Gruta do Zambujal
Um péssimo exemplo
[FORA DE PORTAS · jornal Forum Ambiente nº 277, 4 de Abril de 2000]
Depois de duas décadas, o tão aguardado fecho da Gruta do Zambujal, que estava à beira de se concretizar, ficou apenas pelas intenções, pois os trabalhos entretanto iniciados foram destruídos.
Os trabalhos com vista ao encerramento da Gruta do Zambujal iniciaram-se no mês de Janeiro e a sua finalização estava prevista para Março. Estamos em Abril e a cavidade permanece aberta, com a agravante das obras entretanto iniciadas terem sido destruídas por desconhecidos. É incrível, mas é verdade! Com um historial de mais de duas décadas de abandono e de vandalização, o bom rumo dos acontecimentos seria de admirar. A polémica regressa assim ao Zambujal, aguardando-se o desfecho tão esperado: que a Gruta do Zambujal seja finalmente protegida dos atentados a que tem sido sujeita.
Um historial para relembrar
A descoberta da Gruta do Zambujal, em 1978, suscitou um interesse pouco usual. Foram colocados guardas junto das entradas, para evitar a vandalização do espaço e requeridos os pareceres dos geólogos Georges Zbyszewski e Octávio da Veiga Ferreira, assim como à Associação Portuguesa de Investigação Espeleológica (APIE).
A Gruta do Zambujal, com base nos pareceres emitidos, foi a primeira cavidade portuguesa a beneficiar do estatuto de “Sítio Classificado de Interesse Espeleológico” (segundo o Decreto-Lei nº 140/79, de 21 de Maio). Os especialistas salientaram que se tratava de “uma gruta espectacularmente bela, ímpar no que concerne às formações litoquímicas”. A cavidade revelou concreções raras, “em tamanha profusão e desenvolvimento”, que os levou a afirmar “não existir, em todo o território nacional, outra cavidade subterrânea conhecida que neste aspecto a ultrapasse”.
Aguardava-se uma nova era para as cavidades e carsos do país, mas tal não aconteceu. Passados poucos anos, as grades que bloqueavam as entradas da Gruta do Zambujal foram forçadas e as incursões começaram a deixar as suas marcas naquela que foi considerada a “pérola da espeleologia a sul do Tejo”. Apesar dos alertas da Quercus - Associação Nacional de Conservação da Natureza e posteriormente do NECA, durante duas décadas a gruta esteve mais ou menos ao abandono.

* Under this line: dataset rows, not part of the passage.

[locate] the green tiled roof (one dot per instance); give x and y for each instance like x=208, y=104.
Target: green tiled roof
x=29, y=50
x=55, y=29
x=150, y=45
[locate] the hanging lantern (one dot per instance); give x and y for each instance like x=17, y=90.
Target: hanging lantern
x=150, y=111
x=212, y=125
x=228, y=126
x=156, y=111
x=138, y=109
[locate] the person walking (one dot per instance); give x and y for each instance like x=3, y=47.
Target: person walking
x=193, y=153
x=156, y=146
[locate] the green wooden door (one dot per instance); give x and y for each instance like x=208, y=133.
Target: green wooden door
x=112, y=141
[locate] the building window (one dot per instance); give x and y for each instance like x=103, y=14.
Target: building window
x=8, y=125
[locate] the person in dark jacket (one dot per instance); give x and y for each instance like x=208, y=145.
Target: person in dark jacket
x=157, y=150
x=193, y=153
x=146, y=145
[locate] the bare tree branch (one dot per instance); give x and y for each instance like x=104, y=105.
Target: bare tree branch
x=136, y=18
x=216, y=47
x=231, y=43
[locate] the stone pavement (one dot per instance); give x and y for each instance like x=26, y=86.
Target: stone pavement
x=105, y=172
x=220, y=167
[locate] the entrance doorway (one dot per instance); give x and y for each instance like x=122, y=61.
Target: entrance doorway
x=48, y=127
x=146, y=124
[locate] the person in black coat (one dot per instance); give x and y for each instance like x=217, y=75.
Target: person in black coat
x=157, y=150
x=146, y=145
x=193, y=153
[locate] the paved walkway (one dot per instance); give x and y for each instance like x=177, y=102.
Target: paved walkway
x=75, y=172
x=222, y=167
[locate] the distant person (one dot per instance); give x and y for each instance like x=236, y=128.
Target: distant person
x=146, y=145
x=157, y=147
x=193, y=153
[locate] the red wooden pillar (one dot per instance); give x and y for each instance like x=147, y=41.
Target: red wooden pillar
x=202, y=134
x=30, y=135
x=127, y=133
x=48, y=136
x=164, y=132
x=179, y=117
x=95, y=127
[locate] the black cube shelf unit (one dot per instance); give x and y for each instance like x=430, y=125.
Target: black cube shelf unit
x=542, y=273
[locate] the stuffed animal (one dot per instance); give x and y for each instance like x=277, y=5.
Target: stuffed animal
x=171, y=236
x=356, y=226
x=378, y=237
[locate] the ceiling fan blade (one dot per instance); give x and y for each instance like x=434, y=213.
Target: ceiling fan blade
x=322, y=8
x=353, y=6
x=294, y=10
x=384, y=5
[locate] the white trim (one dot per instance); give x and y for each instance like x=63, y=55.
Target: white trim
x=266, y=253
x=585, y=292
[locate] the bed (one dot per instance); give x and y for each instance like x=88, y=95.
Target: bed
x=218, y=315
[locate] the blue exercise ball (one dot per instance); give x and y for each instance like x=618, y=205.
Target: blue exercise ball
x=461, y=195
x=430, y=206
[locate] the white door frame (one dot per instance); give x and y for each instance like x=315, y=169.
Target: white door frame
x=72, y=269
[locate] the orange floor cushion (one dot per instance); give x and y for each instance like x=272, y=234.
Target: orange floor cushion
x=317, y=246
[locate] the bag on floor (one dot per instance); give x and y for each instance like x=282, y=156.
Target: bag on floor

Actualmente, o Zambujal já não é a maravilhosa cavidade de há 20 anos. Com grande parte das concreções destruídas, parcialmente entulhada por blocos e desmoronada, o seu valor patrimonial e científico, bem como o seu aproveitamento turístico, encontram-se seriamente comprometidos. O Parque Natural da Arrábida, a Câmara Municipal de Sesimbra e o NECA não desistem, no entanto, da conservação e dinamização da gruta. Afinal, esta ainda encerra concreções de grande beleza e raridade, assim como uma importante colónia de morcegos-de-peluche (Miniopterus schereibersii) e alguns morcegos-ratos-grandes (Myotis myotis).
A Sociedade das Grutas da Senhora do Cabo, fundada a fim de efectuar a exploração turística da caverna, possui agora um excelente exemplo daquilo que o Homem não deve fazer ao património espeleológico. Uma visita turística, digamos “preventiva”, com vista a que não se cometam os erros do passado. Isto porque a destruição que se regista no Zambujal é irrecuperável e, de tão evidente, sempre pode constituir um exemplo.
A história da Gruta do Zambujal constitui um bom exemplo daquilo que supostamente não devia acontecer. A história de como o Estado, através de inúmeras entidades e burocracias, permite que decisões fundamentais, escudadas pela lei, sejam proteladas sine die. E isto perante a destruição, irrecuperável, do património espeleológico, por ironia do destino, classificado como área protegida. Resta saber protegida de quê ou de quem, visto a cavidade ser visitada por todos aqueles que o desejem.
Gruta do Zambujal (Arrábida) © Francisco Rasteiro
P.S.: Este artigo voltou a ser publicado, apenas com os devidos ajustes temporais, no jornal Forum Ambiente nº 310, de 21 de Novembro de 2000.